Et la tête de celles et ceux qui en ont une pour la première fois et qui découvrent qu’on leur réintègre l’avantage en nature sur leur feuille de paie, ils n’y avaient pas pensé…
Un nid à emmerdes on a dit. Alors pourquoi conserver cette gestion en interne. Pourquoi ne pas dire à chacun tu as un billet de 500 par mois, tu choisis ce que tu veux chez qui tu veux et tu envoies la facture mais on ne s’occupe de rien ?
D’abord parce que certaines entreprises veulent orienter leur politique en la matière. Pour des raisons d’empreinte carbone par exemple.
Ou aussi pour des raisons d’image, on l’a dit la voiture a une dimension symbolique. Même si c’est con, c’est une réalité.
Je me souviens de ce membre du comité de direction qui m’avait fait une remarque sur mon choix d’un cabriolet, même si c’était en-dessous du budget qu’on m’avait alloué, ça ne faisait pas sérieux. Tu comprends, un directeur ça roule forcément en berline allemande 4 portes et diesel…
On n’est pas sortie des ronces en effet.
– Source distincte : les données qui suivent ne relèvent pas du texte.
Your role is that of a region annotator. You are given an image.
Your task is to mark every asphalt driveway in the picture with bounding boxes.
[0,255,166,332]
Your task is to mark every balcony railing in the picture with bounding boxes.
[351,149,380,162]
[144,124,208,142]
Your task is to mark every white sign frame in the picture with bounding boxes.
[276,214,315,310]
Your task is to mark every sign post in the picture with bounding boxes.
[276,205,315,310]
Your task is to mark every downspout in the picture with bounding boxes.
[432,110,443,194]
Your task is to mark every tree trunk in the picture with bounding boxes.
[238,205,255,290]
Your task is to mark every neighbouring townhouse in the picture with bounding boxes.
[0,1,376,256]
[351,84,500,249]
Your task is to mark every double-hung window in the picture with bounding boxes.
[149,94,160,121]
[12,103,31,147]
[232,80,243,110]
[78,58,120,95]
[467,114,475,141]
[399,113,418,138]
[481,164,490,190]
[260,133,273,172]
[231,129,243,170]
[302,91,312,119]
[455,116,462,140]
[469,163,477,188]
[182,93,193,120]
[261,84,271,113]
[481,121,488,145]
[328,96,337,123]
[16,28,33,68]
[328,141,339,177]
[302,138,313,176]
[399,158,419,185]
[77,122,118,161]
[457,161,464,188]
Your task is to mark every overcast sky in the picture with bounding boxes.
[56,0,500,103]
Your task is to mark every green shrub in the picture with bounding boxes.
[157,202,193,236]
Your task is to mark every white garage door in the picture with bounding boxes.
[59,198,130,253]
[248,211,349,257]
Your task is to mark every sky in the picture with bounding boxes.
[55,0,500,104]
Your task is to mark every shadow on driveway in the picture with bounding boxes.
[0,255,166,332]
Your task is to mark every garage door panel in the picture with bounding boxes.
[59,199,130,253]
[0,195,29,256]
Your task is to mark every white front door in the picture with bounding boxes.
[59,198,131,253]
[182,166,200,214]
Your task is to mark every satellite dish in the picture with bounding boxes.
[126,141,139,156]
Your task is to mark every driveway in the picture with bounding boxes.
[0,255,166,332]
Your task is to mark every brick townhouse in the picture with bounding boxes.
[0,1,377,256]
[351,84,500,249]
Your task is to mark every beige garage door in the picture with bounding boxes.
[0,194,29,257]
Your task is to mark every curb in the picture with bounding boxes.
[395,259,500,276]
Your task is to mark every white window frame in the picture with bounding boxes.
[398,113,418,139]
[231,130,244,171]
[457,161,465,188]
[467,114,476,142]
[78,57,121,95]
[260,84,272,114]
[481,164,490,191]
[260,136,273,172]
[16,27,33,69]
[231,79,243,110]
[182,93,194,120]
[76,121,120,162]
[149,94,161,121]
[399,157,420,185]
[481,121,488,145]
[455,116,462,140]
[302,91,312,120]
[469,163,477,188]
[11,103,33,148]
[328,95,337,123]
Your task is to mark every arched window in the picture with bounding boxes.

Allez, vive les vélos de fonction !
Et pourquoi moi je n’ai pas de panier pour mettre mes courses ? Et moi je veux des pinces à vélo en plus, et pourquoi mon vélo il n’a que deux plateaux, celui de Nicolas il en a 3…
Allez, la ferme, rentre chez toi à pied !
En résumé, la gestion interne d’une flotte de voitures de fonction est une source inépuisable de tracasseries dont le coût et les conséquences sont tout sauf négligeables. On pourrait être alors tenté de donner un montant et laisser chacun libre de ses choix mais cela n’exonère malheureusement pas de tout ce que les gens mettent dans leur voiture !
J’ai bon chef ?
Oui tu as bon mais on ne va pas en faire toute une histoire.